Выслушав мой рассказ, В.Г. почти гневно сказал: — Преступно вовлекать таких детей в рискованное дело. Года четыре тому назад или больше, я встречал эту девушку. Мне она не казалась такой, как вы ее нарисовали. Просто — милая девчурка, смущенная явной неправдой жизни, из нее могла бы выработаться хорошая сельская учительница. Говорят, — она болтала на допросах? Но что же она могла знать? Нет, я не могу оправдать приношение детей в жертву Ваалу политики…
Он пошел быстрее, а у меня болели ноги, я спотыкался и отставал:
— Что это вы?
— Ревматизм.
— Рановато! — О девочке вы говорили совсем неверно, на мой взгляд. А, вообще, вы хорошо рассказываете. Вот что, — попробуйте вы написать что-либо покрупнее, для журнала. Это пора сделать. Напечатают вас в журнале, — и, надеюсь, вы станете относиться к себе более серьезно!
Не помню, чтоб он еще когда-нибудь говорил со мною так обаятельно, как в это славное утро, после двух дней непрерывного дождя, среди освеженного поля.
Мы долго сидели на краю оврага у еврейского кладбища, любуясь изумрудами росы на листьях деревьев и травах, он рассказывал о трагикомической жизни евреев «черты оседлости», а под глазами его все росли тени усталости.
Было уже часов девять утра, когда мы воротились в город. Прощаясь со мною, он напомнил:
— Значит — пробуете написать большой рассказ, решено?
Я пришел домой и тотчас же сел писать «Челкаша», — рассказ одесского босяка, моего соседа по койке в больнице города Николаева, написал в два дня и послал черновик рукописи В.Г.
Через несколько дней он привел к моему патрону обиженных кем-то мужиков и, сердечно, как только он умел делать, поздравил меня:
— Вы написали недурную вещь. Даже, прямо-таки хороший рассказ! Из целого куска сделано…

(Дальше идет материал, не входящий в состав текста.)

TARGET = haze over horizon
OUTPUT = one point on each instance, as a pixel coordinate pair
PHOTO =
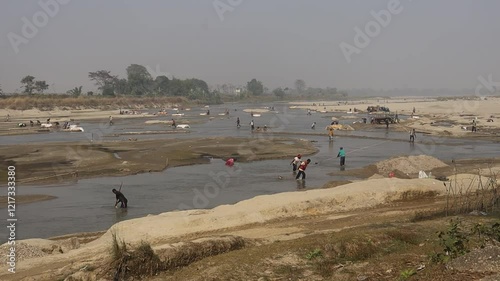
(424, 44)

Я был очень смущен его похвалой.
Вечером, сидя верхом на стуле в своем кабинетике, он оживленно говорил:
— Совсем не плохо! Вы можете создавать характеры, люди говорят и действуют у вас от себя, от своей сущности, вы умеете не вмешиваться в течение их мысли, игру чувства, — это не каждому дается! А самое хорошее в этом то, что вы цените человека таким, каков он есть. Я же говорил вам, что вы реалист.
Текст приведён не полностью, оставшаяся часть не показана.